Sources : BLS, ISM, Bloomberg
N’en déplaise à certains et en dépit du ralentissement de l’activité dans les services, le cercle vertueux investissement-emploi-consommation s’est non seulement imposé outre-Atlantique mais est surtout en train de s’installer durablement.
Marc Touati
La météo économique de la semaine écoulée :
Les Marchés :
Franc suisse, Yen : même combat.
C’est l’un des grands paradoxes de l’année 2010 : en dépit de taux directeurs proches de 0 %, le franc suisse et le yen atteignent des sommets parfois historiques contre de nombreuses autres devises.
En dépit de taux directeurs historiquement bas, le franc suisse flambe.
Sources : Bloomberg, Datastream
Pour justifier une telle flambée, les explications ad hoc vont bon train : face aux risques de rechute de l’économie mondiale, les investisseurs cherchent des valeurs refuges, donc le franc suisse et le yen.

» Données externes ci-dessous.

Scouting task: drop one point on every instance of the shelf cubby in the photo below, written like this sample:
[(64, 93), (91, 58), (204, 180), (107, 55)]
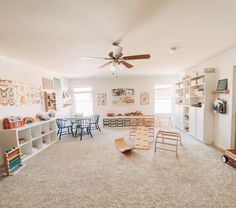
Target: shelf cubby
[(32, 135), (35, 132), (44, 128)]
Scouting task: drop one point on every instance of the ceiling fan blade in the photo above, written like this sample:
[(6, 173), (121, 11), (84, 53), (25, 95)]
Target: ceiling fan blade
[(142, 56), (85, 58), (105, 64), (126, 64)]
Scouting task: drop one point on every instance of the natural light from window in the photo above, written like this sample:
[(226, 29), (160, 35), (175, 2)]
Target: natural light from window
[(163, 99), (83, 100)]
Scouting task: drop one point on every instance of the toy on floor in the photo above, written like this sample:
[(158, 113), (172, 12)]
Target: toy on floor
[(167, 138), (122, 146), (28, 120), (141, 138), (229, 157), (13, 122), (12, 159)]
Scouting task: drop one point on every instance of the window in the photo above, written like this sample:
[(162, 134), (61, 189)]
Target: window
[(83, 100), (163, 99)]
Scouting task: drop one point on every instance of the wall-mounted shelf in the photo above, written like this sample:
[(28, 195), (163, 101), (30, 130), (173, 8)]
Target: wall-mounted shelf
[(220, 92)]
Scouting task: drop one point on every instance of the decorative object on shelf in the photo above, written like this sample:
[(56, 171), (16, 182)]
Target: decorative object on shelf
[(111, 114), (135, 113), (13, 122), (56, 84), (123, 96), (50, 101), (222, 85), (45, 116), (219, 106), (144, 98), (47, 83), (28, 120), (12, 160), (15, 93), (102, 99)]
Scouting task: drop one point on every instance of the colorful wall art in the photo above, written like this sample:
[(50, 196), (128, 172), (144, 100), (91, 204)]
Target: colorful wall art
[(144, 98), (102, 99), (123, 96), (15, 93)]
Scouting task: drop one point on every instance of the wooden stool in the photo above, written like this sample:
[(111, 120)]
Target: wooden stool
[(165, 138), (122, 146)]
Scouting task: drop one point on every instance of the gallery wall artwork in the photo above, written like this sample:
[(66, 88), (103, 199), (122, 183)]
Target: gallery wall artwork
[(144, 98), (102, 99), (15, 93), (123, 96)]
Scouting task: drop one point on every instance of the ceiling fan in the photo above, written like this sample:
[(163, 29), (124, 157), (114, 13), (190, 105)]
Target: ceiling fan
[(116, 57)]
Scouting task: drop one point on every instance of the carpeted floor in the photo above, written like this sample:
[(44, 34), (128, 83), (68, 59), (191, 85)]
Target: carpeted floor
[(92, 173)]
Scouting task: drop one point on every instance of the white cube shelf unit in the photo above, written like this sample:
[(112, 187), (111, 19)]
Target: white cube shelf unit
[(31, 138), (193, 109)]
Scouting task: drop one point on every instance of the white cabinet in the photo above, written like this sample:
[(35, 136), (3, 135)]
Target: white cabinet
[(194, 94), (199, 123), (30, 138), (196, 122), (192, 121), (179, 116)]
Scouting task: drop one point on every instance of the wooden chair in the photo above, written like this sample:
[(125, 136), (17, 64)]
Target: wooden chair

A l’instar de l’augmentation excessive des cours obligataires (cf. « Obligations d’Etat : la nouvelle bulle » dans notre weekly de la semaine dernière), cette appréciation ressemble de plus en plus à une bulle.
Le yen devient fou…
Sources : Bloomberg, Datastream
Car si l’on peut comprendre la recherche éperdue de valeur refuge de la part des investisseurs apeurés par le risque de « W », le franc suisse et le yen sont loin de constituer des protections à toute épreuve.
Tout d’abord, parce qu’avec des taux d’intérêt (donc des rendements) à court et long terme très bas, ces devises demeurent peu attrayantes.